Recently I read about The Only Way Is Essex star Harry Derbidge talk about his struggles in his battle with anorexia. It didn’t surprise me because I went through a mild version of anorexia myself and when you do you tend to see the possible signs even though you are only reading about a person in the press. I think he is incredibly brave to talk about it, especially been so young. It’s a major issue to put yourself out there and talk about after all.
Derbidge (20) told Now Magazine,
“I’ve suffered with an eating disorder from a very young age. I was probably anorexic and didn’t know it. That’s how bad it was. I was always OCD about my food. I was so fussy, I couldn’t stand how it looked or smelt. My poor mum had to separate the food at dinner time – she put chips on one plate and the peas on another. I remember gagging, like I was doing a bushtucker trial.”
He says that he realised at 14 that he “had a problem with food.” and says that his mother Karen sent him to a doctor because she was so worried. There the doctor weighed Harry. His weight was 7 and a half stone.
“An average boy should be around 10-12st and I’m 5ft 10in. My chest was just bone.”, Harry said.
He admitted that at this time he “used to cry himself to sleep, just cry and cry and cry. I was very ill. I’d have hunger pains but I used to work through them.”
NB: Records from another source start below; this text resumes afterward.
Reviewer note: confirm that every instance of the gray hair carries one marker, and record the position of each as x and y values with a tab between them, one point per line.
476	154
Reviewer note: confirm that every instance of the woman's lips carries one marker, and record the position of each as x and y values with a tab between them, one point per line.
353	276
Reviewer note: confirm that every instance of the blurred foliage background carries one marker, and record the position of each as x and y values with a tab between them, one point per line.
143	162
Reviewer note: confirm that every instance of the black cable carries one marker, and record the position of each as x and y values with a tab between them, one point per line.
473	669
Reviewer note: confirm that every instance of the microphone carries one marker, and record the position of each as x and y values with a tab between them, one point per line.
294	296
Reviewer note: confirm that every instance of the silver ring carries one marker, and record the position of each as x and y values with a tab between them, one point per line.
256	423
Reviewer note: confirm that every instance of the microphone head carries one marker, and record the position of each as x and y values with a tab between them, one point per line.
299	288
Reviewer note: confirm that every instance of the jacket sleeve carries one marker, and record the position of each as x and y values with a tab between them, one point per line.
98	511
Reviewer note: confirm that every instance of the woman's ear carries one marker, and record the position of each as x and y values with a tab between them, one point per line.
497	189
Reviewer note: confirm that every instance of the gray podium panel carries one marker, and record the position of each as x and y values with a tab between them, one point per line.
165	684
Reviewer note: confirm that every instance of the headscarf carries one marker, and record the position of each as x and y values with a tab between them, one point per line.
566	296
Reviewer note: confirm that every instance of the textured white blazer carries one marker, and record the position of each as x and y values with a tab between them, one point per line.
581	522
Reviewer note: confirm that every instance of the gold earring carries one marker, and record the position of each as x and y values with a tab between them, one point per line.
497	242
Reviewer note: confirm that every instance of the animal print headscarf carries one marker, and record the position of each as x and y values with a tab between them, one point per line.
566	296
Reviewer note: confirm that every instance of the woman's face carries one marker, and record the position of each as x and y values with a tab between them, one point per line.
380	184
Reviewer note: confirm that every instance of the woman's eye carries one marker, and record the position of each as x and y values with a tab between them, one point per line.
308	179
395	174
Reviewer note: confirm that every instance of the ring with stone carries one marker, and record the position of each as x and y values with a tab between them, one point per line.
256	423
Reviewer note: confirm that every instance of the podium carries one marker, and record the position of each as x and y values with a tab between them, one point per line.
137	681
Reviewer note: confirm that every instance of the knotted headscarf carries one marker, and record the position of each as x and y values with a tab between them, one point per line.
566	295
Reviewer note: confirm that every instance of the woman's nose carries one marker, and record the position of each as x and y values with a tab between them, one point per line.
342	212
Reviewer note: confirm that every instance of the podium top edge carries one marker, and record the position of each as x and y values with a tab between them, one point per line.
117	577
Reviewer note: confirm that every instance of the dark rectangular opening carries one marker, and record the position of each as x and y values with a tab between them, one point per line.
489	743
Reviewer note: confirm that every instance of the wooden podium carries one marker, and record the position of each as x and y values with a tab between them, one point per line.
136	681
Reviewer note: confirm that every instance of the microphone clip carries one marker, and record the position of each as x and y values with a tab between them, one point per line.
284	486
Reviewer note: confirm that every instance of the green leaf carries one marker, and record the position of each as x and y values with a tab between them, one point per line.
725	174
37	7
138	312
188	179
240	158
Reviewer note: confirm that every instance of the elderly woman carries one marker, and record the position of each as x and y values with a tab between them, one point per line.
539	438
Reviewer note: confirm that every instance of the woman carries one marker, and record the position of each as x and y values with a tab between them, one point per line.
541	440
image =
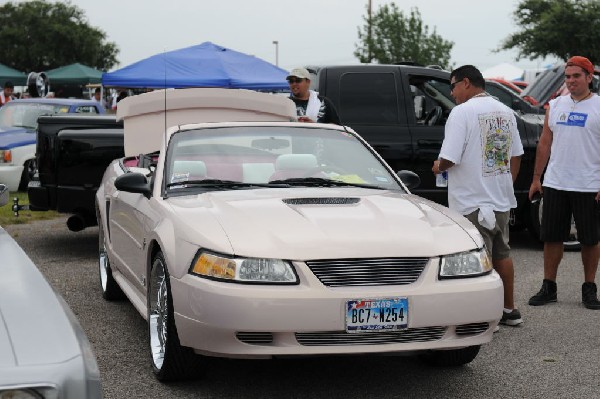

Speaking about how long he has went without food Harry admitted,
“I once went two days without food.”
He also admitted,
“I’d eat my dinners but whatever I didn’t like the smell or taste of I’d hide behind my tongue. During the meal I’d say I wasn’t feeling well and needed the toilet. I’d throw it all down the toilet from behind my tongue, especially meat, like steak or lamb.”
The reality TV star admitted that he always hated how he looked saying,
“I’ve always hated my look – gaunt and skinny. I remember crying when I looked in the mirror.”
And admitted that it affected his self-esteem,
“I didn’t like myself at the time. Everyone was talking about my weight issues and people made jokes about me. It was so hurtful. I had people saying: ‘Ooh, you gay boy, you skinny twerp.’ But it made me stronger.”
Asked whether it affected his relationships he replied,
“I’m not desperate to have a relationship. At 18 or 19 I remember panicking about even walking into a club as I wasn’t sure of myself. It was so hard.”
He told how he went to a doctor a year and a half ago who weighed him and told him that he was near anorexia. The doctor told him that if he didn’t do something about it he would end up in a clinic.
“That was the moment I was lowest of the low, being told that I might have to be force-fed through a tube.”
Family and friends have been a huge source of support for Harry during this difficult time,
“Amy’s always been there for me. She’s so supportive. And my mum’s the best. I don’t think I would’ve recovered without support from my family. The only people who knew about it were my best friends Sam Faiers, Amy and my mum. I remember going to dinner and they’d help me through it and not try to push me. I’ve been lucky.”
Talking about why he decided to talk to Now about what he had and was going through Harry said,
“Because I feel better for it. If I can help one person, that means a lot. Also you don’t really hear of a male anorexic-it’s very rare. Boys generally love their food.”
Speaking about whether his ex boyfriend fellow The Only Way Is Essex star Bobby Cole Norris knew about what he was going through Harry said,
“He didn’t really know about it. He met me while I was recovering.”
The former couple broke up recently after Bobby found out that Harry had cheated on him with his ex but Harry says,
“I’m single at the moment. We’re not together but we both love each other. What will be will be.”
Harry says that he is now “much better but it’s a long process” and said that he hopes people with an eating disorder will “get help immediately-go to your doctor.”